GenerativeAdversarialNetwork-ImageComposition

GAN-based image composition via Spatial Transformer Networks and HomographyNet. Jointly learns geometric alignment and adversarial appearance adaptation to composite donor regions (glasses) onto recipient face images from CelebA.

Research implementation of GAN-based image composition combining Homography estimation (HomographyNet), Spatial Transformer Networks, and a GAN discriminator to splice image regions — specifically glasses onto faces — with geometric alignment and appearance adaptation.

Key Idea

Compositing a donor region (e.g., glasses) into a recipient image (a face) requires:

Geometric alignment — the donor must be warped to fit the recipient's geometry
Appearance adaptation — lighting and colour must match the recipient

This project trains a Spatial Transformer GAN on the CelebA face dataset to jointly learn the affine warp parameters (scale, rotation, translation) and discriminate realistic from unrealistic composites.
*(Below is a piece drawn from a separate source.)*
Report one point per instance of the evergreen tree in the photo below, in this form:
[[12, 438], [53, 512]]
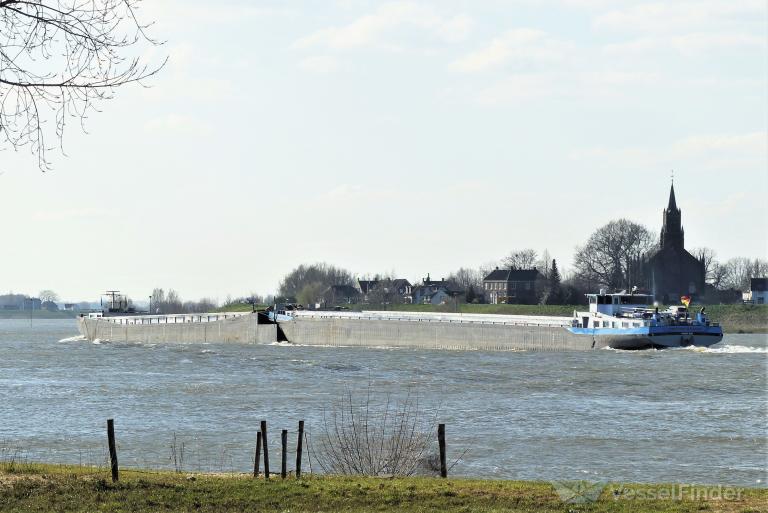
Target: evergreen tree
[[555, 290]]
Donor (glasses) + Recipient (face)
         ↓
Geometric Predictor (CNN) → affine parameters [θ]
         ↓
Spatial Transformer → warped donor
         ↓
GAN Discriminator → realistic / unrealistic
         ↓
Composite output

Architecture

flowchart LR
    subgraph Input["Input"]
        D["Donor\n(glasses patch)"]
        R["Recipient\n(face, CelebA)"]
    end

    subgraph STN["Spatial Transformer GAN"]
        D --> GP["Geometric Predictor\nCNN → θ (6 affine params)"]
        R --> GP
        GP --> ST["Spatial Transformer\nwarpAffine"]
        ST --> WARP["Warped donor\n(aligned to face)"]
        WARP --> DISC["GAN Discriminator\nreal / fake"]
        R --> DISC
    end

    subgraph Loss["Training Losses"]
        DISC --> ADV["Adversarial loss\n(GAN)"]
        ST --> GEOM["Geometric loss\n(landmark distance)"]
    end

    WARP --> OUT["Composite output"]

Results

Glasses composited onto CelebA aligned faces:

Multi-face results (faces in the wild, MTCNN detection):

Repository Layout

GenerativeAdversarialNetwork-ImageComposition/
├── src/
│   └── stgan/                        # Installable Python package
│       ├── __init__.py               # Package metadata
│       ├── _geometry.py              # Pure NumPy/SciPy geometry (fit, compose, inverse)
│       ├── warp.py                   # Differentiable STN ops (TF): vec2mtrx, transformImage
│       ├── graph.py                  # Network architectures: geometric predictor + discriminator
│       ├── data.py                   # CelebA data loading, batch sampling, history buffer
│       ├── utils.py                  # I/O, terminal colours, TensorBoard helpers, checkpointing
│       └── options.py                # Argparse config with derived fields (refMtrx, warpDim, …)
├── train_stgan.py                    # Full ST-GAN training loop (wrapped in main())
├── eval_stgan.py                     # Model evaluation / inference (wrapped in main())
├── train_Donly.py                    # Discriminator pre-training script
├── scripts/
│   └── preprocess_celeba.py          # CelebA → .npy with --celeba-path argparse
├── tests/
│   └── test_geometry.py              # 12 tests for _geometry (no TF required)
├── dataset/
│   ├── attribute_train.npy           # CelebA attribute vectors (train split)
│   ├── attribute_test.npy            # CelebA attribute vectors (test split)
│   └── glasses.npy                   # RGBA glasses donor patches
├── images/                           # Result visualisations
├── media/                            # Development progress images
├── pyproject.toml                    # Build config (hatchling), uv deps, pytest settings
└── requirements.txt                  # Legacy flat deps (see pyproject.toml)

Installation

Requires Python 3.8+. Uses uv for dependency management.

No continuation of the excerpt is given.